12-16 October 2020
Zoom Meeting
Europe/London timezone

Human-aware AI

13 Oct 2020, 09:00
1h
Zoom Meeting

Zoom Meeting

Speaker

Paulo Lisboa

Description

Machine learning is often synonymous with predictive models of exceptional accuracy. In classification they are commonly evaluated with summary measures of predictive performance - but is this enough to validate a complex algorithm? Non-linear models will exploit any artefacts in the data, which can result in high performing models that are completely spurious. Examples of this will be shown. This leads onto to the need for a clear ontology of model interpretability, for model design and usability testing. This reinforces the emerging paradigm of AI not as a stand-alone oracle but as an interactive tool to generate insights by querying the data, sometimes called xAI or AI2.0 – AI with a person in the loop.

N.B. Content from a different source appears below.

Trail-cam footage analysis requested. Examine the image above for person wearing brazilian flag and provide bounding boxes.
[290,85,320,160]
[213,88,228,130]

In this talk, Professor Paulo Lisboa will describe how probabilistic machine learning models can be presented as similarity networks and how SVMs and neural networks generate simpler and transparent models including globally accurate representations with nomograms. Perhaps surprisingly, this can buck the accuracy/interpretability trade-off, by producing self-explaining neural networks that outperform black box models and match deep learning. The dependence on the main predictive variables will be made explicit for a range of benchmark data sets commonly used in the machine learning literature.

Paulo Lisboa is Professor in the Applied Mathematics at Liverpool John Moores University, UK and Project Director for LCR Activate, an ERDF funded £5m project to accelerate the development of SMEs in the Digital Creative Sectors in the Liverpool City Region. His research focus is advanced data analysis for decision support, in particular with applications to personalised medicine and public health. His research group on data science has developed rigorous methodologies to make machine learning models interpretable by end users.